Но я слышу вопрос: какое отношение все это имеет к драме, о которой вы желали говорить? Милый читатель, если бы все это не имело даже никакого отношения к драме, этот вопрос был бы ничтожной наградой за тот труд, что я трачу на облагораживание твоего духа. Но оставим это! Тебе никогда не бросалось в глаза то сходство между знакомыми нам приступами вражды к Ибсену и теми насмешками, презрением, ужасным отвращением и непобедимым ложным толкованием, которые вызвал Мэдокс Браун? Не думаешь ли ты, что тоже самое действие и та же самая причина заставили Ибсена избрать темой для своих произведений не юность, красоту, нравственность, благородный образ жизни и приличия такими, как они понимаются господином Смитом из Брикстона и Безвотера, а настоящую жизнь, так же мало принимая во внимание мечты и кичливость бедного Смита, как мало обращает внимания на его блестящий цилиндр погода, когда он выходит из дома без дождевого зонта?

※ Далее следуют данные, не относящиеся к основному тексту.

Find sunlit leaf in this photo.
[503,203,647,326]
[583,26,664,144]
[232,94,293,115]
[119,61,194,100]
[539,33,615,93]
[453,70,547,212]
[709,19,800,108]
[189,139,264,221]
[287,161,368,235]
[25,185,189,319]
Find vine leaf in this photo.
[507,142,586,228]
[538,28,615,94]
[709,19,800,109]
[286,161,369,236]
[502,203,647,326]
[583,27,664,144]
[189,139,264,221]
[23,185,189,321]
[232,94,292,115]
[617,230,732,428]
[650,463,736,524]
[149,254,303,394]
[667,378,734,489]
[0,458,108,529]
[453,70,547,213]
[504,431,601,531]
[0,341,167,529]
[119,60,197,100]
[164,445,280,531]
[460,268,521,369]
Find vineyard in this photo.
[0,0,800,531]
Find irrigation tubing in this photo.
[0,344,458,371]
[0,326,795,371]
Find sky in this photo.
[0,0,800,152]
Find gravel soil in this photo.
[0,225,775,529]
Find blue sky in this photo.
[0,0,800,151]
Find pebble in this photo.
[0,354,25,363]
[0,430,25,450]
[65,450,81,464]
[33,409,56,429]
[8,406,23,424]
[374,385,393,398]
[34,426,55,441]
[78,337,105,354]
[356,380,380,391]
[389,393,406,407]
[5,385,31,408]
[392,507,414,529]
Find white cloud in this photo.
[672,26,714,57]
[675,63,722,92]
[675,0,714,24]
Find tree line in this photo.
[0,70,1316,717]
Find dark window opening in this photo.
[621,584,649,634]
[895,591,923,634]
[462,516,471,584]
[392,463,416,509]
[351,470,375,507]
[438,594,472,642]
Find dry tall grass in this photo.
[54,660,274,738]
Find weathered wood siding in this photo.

Разве ты забыл, что Ибсен был раньше также идеалистом, как Уаттс, и что ты можешь спокойно читать в Новой Галерее его «Борьбу за престол» или «Бранда», или «Царя и галилеянина» так же, как ты можешь повесить в Галерее Королевской Академии картины Мэдокса Брауна «Паризина» или «Смерть Гарольда»? Или же не слыхал ты, как идеалисты, презирающие реалистические драмы Ибсена, заявляют, что его идеалистические произведения прекрасны, и что человек, создавший образ прекрасной Сольвейг, никогда не мог бы спуститься до Гедды Габлер, если бы он сохранил свои духовные силы?